Chubb's second quarter earnings released yesterday were not only a chance to glorify its own position in the market, but an opportunity to trash those who are limping through the demolition derby, specifically American International Group. The insurance world according to Chubb: Bring in the tow truck and haul it off to the trash compactor.
"We compete against companies that are unsustainable except for government intervention," Chubb Chief Operating Officer John Degnan told analysts at the earnings conference. "If consumers are unlikely to buy a car built by the government, why would they want to buy an insurance policy (from it)?"
This variation on the old adage, "Would you buy a used car from this man?" is an obvious attempt to take away policyholders from one of AIG's remaining profitable businesses: high-net-worth customers who need insurance for their jewelry, fine arts and lakefront homes.
Chubb caters to the same wealthy end of the property and commercial insurance spectrum; its policies, while not cheap, are for people who want to be paid off and not bothered when the Ferrari is totaled or the mansion goes up in smoke.
Why is Chubb so angry at AIG and others like Hartford Financial that have taken TARP money?

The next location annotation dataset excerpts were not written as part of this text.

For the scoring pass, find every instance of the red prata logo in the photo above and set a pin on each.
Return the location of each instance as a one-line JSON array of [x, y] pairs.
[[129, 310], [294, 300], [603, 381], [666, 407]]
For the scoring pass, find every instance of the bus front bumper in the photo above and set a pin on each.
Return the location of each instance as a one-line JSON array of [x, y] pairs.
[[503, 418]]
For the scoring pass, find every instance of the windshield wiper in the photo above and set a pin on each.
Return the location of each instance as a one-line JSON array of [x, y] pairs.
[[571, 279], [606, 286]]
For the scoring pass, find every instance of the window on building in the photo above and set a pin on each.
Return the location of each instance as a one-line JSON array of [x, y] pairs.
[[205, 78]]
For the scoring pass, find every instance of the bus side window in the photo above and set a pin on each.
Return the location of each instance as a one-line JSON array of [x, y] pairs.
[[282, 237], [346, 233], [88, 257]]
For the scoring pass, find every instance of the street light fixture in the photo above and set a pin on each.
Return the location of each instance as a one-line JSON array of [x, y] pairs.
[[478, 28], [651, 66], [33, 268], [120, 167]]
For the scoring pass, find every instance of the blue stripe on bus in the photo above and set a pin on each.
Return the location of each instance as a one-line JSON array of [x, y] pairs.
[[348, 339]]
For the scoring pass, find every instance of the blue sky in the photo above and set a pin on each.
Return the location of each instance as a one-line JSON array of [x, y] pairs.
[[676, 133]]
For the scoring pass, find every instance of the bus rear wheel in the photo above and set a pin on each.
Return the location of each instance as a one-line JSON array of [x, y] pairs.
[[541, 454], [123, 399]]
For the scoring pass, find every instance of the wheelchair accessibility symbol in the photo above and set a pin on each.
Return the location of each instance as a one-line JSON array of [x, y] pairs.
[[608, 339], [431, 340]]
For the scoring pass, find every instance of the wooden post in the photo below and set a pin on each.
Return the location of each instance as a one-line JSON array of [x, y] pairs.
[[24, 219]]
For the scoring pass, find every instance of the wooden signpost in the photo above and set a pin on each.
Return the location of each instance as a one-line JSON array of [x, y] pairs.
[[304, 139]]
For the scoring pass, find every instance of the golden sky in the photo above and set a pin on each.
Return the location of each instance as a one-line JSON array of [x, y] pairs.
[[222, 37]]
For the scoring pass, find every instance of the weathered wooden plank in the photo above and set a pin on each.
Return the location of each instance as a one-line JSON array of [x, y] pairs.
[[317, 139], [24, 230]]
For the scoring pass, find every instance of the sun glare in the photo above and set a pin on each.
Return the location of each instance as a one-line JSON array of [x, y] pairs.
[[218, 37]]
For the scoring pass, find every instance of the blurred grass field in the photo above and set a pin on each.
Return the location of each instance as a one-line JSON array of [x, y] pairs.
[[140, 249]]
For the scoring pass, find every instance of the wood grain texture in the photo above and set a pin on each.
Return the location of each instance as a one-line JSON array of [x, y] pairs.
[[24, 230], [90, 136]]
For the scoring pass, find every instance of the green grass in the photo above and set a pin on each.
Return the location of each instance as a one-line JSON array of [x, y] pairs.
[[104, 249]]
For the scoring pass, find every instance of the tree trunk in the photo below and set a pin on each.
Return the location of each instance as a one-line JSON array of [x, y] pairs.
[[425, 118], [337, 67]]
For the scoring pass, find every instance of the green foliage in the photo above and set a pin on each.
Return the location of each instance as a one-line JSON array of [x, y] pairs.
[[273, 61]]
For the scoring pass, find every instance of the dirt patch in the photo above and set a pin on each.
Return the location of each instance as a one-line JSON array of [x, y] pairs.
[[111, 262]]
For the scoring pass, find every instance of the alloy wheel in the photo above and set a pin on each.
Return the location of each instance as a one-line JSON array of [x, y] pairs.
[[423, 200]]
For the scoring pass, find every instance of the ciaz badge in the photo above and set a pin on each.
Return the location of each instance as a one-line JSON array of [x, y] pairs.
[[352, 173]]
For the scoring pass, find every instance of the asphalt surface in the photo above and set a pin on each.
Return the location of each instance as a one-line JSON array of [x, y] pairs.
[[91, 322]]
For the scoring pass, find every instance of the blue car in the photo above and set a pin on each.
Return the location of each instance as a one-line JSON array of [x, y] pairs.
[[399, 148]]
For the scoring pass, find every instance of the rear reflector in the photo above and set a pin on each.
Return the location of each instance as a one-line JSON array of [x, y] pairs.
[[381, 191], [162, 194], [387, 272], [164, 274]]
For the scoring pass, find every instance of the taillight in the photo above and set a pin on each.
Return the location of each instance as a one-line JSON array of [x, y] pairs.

The answer could be that, as BNET Finance has reported, New York and Pennsylvania are investigating whether AIG is deliberately using federal bailout dollars to undercut the market. No charges have been filed yet, and may never be, but AIG has a reputation for undercutting other insurers, and using the taxpayers' credit card could make it easier.
Not that Chubb's hurting. Operating income, which is the yardstick to measure insurers, rose 6 percent in the second quarter. Chubb raised its full-year forecast and also said it would accelerate its share buyback program so as to complete it by the end of the year.
But dark clouds are looming on the horizon. Net written premiums declined in all three of Chubb's major units. Its commercial insurance unit, which insures businesses, was down 7 percent. And a survey by the Council of Insurance Agents and Brokers shows there's no sign of a better market for commercial insurers in the future. So Chubb would like nothing better than to see AIG and Hartford out of the picture once and for all.
And one way to do that is to buy their property casualty units for a low price. Chubb's already checked out Hartford. Could it be talking down the competition to lower the price?